Our CELLECT analyses indicated that birth weight could be enriched in inhibitory neurons and pericytes in the human cortex. Previous study has shown that gestational age at birth was positively associated with gamma-aminobutyric acid (GABA) concentrations [65]. Similarly, another study also found that intrauterine growth restriction could affect GABAergic synapse development [66]. These findings support our results linking birth weight, a comprehensive proxy of intrauterine development, to inhibitory GABAergic neurons. Additionally, previous studies have identified that GABAergic neurons could play crucial roles in neurogenesis, migration, dendrite arborization and synaptogenesis during the mid-to-late gestation, which are related to cerebral anatomy including cortical expansion and sulcus formation [67,68,69]. As for pericyte, existing evidence has suggested that it was essential for blood-brain barrier (BBB) integrity, a process that begins as early as the embryogenesis period [70]. BBB breakdown and brain capillary damage are early biomarkers of human cognitive dysfunction [71], and are linked to various neuropsychiatric disorders such as Alzheimer’s disease [72,73,74]. These findings align with our observations of cerebrovascular cell types in the mouse brain, despite the differences between the mouse and the human CNS. Given the evidence presented, further studies are warranted to elucidate the role of GABA and BBB underlying early life development and cortical structure.

Our findings have implications for understanding the intervention and mechanisms of neurodevelopment. First, birth weight, as a proxy of intrauterine growth, is causally associated with several aspects of brain structure that underlie the anatomy of neuropsychiatric disorders. Therefore, early interventions are crucial for children with low birth weight for optimizing neurodevelopment and mitigating the risk of neuropsychiatric disorders later in life. Second, we identified genes involved in processes including calcium and magnesium transport and cell cycle regulation may contribute to the causal associations mentioned above. Although evidence is limited, some of these findings align with established neurodevelopmental hypothesis, which could potentially inform drug development. Furthermore, we point to inhibitory neurons, pericytes, and even cerebrovascular cells could be the underlying cellular bases. These findings may provide potential directions for further mechanistic studies underlying intrauterine growth and cortical development.

This study has several limitations. First, sample overlap was inevitable as genetic data for both traits involved UKB participants, which may introduce bias into our estimations.
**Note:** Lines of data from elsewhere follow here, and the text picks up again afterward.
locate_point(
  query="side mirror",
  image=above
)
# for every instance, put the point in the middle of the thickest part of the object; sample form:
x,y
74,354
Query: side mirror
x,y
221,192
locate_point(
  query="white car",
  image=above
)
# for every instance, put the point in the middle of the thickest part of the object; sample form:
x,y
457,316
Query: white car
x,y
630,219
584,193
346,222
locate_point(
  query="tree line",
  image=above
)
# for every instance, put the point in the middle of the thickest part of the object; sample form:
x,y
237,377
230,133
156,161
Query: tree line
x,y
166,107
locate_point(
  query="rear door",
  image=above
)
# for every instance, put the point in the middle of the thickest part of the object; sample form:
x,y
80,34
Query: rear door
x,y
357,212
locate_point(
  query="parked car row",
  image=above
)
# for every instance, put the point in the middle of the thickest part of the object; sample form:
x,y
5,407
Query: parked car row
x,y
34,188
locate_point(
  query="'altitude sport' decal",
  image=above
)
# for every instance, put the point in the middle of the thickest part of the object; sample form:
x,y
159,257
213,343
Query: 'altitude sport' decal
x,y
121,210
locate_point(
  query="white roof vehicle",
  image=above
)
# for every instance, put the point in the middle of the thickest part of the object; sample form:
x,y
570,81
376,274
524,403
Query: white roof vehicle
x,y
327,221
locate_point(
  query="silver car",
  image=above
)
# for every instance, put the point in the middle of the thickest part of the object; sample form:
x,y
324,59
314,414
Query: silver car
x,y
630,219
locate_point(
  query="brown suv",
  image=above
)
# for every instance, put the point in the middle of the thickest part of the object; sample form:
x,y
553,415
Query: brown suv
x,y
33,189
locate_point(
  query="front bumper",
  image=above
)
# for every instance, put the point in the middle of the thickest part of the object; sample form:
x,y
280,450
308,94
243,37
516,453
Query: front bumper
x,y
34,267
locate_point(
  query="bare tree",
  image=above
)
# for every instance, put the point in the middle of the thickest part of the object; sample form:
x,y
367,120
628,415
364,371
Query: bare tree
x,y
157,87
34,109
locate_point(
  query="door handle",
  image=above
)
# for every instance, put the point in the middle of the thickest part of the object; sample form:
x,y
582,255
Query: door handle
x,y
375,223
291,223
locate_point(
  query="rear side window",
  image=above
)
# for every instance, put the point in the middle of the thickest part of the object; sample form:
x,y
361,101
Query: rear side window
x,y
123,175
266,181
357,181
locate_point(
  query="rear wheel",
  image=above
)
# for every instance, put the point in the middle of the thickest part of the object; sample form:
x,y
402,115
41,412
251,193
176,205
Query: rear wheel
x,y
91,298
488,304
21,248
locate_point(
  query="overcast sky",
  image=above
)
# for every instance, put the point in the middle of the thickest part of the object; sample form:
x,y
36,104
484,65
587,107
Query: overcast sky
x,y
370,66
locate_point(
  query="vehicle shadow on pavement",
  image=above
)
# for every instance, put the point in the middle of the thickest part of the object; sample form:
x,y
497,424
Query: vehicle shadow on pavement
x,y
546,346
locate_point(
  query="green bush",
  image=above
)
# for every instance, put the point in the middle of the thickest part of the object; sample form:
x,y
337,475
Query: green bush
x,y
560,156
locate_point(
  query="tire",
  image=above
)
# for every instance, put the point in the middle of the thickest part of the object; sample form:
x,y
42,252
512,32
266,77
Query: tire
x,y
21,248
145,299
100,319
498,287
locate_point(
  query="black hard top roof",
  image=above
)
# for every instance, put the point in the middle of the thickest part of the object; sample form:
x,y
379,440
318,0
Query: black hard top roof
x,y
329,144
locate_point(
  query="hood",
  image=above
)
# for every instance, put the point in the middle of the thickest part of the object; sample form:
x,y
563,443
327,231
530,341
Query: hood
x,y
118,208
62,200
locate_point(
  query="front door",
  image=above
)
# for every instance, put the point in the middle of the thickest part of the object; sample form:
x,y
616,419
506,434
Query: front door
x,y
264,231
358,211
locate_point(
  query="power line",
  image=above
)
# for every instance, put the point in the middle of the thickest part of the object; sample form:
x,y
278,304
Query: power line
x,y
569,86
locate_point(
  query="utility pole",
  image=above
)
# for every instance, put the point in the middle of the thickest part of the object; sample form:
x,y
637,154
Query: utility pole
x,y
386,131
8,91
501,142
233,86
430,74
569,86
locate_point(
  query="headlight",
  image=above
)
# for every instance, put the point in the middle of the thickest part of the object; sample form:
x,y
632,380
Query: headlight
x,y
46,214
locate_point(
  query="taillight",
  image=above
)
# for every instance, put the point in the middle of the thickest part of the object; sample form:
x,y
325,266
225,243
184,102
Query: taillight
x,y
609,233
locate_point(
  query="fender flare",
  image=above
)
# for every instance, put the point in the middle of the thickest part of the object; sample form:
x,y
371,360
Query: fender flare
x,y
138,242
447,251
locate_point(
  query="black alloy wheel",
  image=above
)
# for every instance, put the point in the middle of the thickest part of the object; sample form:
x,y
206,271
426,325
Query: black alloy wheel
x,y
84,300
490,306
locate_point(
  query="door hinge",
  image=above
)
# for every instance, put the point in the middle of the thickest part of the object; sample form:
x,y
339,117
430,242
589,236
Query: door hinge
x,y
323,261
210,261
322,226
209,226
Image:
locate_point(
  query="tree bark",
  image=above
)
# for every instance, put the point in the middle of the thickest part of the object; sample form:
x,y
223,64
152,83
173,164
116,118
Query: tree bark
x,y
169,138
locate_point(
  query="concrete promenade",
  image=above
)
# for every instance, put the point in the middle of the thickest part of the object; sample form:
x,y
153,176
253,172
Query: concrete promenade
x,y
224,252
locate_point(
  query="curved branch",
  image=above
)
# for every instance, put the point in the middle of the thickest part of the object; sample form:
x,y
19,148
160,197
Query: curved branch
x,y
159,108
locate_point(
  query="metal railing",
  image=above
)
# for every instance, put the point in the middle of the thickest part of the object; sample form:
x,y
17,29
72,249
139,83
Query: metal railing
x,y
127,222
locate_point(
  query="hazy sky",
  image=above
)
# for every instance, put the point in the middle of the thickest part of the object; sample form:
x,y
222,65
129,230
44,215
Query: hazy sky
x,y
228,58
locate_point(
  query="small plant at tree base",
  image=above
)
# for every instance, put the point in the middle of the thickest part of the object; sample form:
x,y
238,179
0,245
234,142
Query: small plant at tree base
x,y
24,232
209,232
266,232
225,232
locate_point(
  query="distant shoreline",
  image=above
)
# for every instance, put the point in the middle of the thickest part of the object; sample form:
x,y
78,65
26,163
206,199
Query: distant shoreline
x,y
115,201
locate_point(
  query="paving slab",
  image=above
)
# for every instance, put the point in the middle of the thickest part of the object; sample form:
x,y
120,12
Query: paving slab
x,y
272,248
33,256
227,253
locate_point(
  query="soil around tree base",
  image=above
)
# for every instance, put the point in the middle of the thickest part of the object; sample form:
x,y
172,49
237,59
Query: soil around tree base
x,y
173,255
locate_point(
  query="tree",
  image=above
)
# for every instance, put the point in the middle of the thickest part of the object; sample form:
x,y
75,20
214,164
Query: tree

However, the results of the MRlap analyses suggested the influence may not be substantial. Second, to minimize the bias due to population stratification, we restricted all genetic data used in this study to predominately individuals of European ancestry. Consequently, caution is required when generalizing our findings to other ethnic populations. Third, although we identified several genes and cell types potentially involved in the underlying mechanisms, experiments are warranted for further validation.

In conclusion, the results of this study provide evidence highlighting the associations between birth weight and various aspects of global cortical structure. We found that cis-regulated expression or protein level of genes involved in cellular metabolism, such as CNNM2 in magnesium transport, and brain cell types, such as inhibitory neurons, might underlie the biology of the observed association. Further studies are essential to validate these results and identify the related mechanisms.